Things are not likely to alter in September. Even setting aside the historic reputation of September being among the toughest months for the marketplace, investors will certainly have to contend with the Federal Reserve’s interest rate meeting on September 16 and 17 and more economic data from the U.S. and China that could drastically swing the market from one way to another.

“Concerns over slowing growth in China are unlikely to disappear. Many financiers have actually long awaited indications that China was on the brink of implosion,” stated Bob Doll, chief equity strategist at Nuveen Property Management.

Investors are likewise keeping a close eye on the Federal Reserve.

Fed Vice Chairman Stanley Fischer said over the weekend that policymakers still had a “pretty strong case” for raising rates in September. That ran counter to recent market belief that China’s economic downturn and international market volatility may trigger the country’s reserve bank to wait.

Speaking at the Fed’s annual event in Jackson Hole, Wyoming, Fischer highlighted he was not saying exactly what action the Fed may take at its September conference, however analysts took his remarks to imply he saw the economy moving close to satisfying the Fed’s conditions for a hike. The Fed has kept rates ultra-low given that the 2008 financial crisis.
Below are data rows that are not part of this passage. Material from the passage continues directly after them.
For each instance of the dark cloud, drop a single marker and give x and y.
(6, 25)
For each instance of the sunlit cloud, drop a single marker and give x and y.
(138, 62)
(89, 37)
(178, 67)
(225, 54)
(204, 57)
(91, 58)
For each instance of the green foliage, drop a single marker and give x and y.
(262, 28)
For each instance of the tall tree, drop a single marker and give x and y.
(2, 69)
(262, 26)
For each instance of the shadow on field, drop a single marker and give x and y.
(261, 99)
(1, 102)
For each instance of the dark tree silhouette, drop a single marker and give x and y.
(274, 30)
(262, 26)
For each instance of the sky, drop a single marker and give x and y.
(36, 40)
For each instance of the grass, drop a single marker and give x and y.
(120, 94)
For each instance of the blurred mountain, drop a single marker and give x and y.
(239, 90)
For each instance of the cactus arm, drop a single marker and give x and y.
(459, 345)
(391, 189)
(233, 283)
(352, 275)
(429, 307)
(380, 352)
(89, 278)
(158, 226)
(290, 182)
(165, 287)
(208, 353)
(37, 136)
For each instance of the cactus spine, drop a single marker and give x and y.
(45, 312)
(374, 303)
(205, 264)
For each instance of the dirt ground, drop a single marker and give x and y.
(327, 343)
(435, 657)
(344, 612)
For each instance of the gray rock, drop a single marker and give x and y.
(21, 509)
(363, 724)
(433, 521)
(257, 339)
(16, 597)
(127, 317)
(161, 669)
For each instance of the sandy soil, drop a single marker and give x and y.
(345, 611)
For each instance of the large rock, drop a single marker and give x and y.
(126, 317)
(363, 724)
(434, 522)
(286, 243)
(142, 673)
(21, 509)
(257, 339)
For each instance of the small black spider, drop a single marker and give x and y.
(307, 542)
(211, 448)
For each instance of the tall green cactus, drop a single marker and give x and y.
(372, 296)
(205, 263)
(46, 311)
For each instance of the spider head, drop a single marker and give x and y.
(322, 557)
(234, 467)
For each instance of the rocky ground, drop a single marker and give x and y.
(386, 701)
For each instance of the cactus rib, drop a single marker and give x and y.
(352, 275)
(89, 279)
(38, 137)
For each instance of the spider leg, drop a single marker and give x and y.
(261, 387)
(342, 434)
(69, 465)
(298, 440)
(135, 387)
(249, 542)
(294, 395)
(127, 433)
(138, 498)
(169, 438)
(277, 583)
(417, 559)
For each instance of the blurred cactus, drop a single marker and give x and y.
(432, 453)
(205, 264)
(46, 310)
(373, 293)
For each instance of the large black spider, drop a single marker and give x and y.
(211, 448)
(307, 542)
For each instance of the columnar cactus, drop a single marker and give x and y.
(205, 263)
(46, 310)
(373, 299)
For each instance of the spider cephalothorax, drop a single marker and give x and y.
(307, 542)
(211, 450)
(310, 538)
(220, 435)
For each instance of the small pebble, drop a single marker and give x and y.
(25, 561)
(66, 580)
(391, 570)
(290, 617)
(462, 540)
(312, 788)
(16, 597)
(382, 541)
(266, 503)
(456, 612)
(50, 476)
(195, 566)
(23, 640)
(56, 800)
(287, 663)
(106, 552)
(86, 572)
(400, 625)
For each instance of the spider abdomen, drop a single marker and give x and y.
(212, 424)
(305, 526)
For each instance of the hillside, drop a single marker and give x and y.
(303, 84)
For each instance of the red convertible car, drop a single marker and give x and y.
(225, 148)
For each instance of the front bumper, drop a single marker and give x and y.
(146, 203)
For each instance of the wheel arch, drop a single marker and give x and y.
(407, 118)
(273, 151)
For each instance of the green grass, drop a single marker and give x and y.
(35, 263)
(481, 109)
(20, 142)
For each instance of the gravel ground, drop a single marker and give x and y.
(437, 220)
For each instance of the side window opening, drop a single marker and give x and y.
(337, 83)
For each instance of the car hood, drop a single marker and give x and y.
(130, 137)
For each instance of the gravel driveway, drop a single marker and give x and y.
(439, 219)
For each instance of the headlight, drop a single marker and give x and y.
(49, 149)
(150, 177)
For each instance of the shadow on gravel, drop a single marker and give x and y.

Asian markets had another rough day. The Shanghai Composite Index fell as much as 2.6 percent, but recovered to close 0.8 percent lower. Hong Kong’s Hang Seng likewise invested most of the day in the red before closing up 0.3 percent. Tokyo’s Nikkei 225 lost 1.3 percent.

European stocks also fell. Germany’s DAX lost 0.4 percent and France’s CAC-40 lost 0.5 percent. U.K.’s markets were closed for a vacation.

U.S. government bond rates fell. The yield on the 10-year Treasury note increased to 2.22 percent from 2.18 percent late Friday. The dollar decreased to 121.22 yen from 121.38 yen on Friday. The euro rose to $1.120 from $1.1180.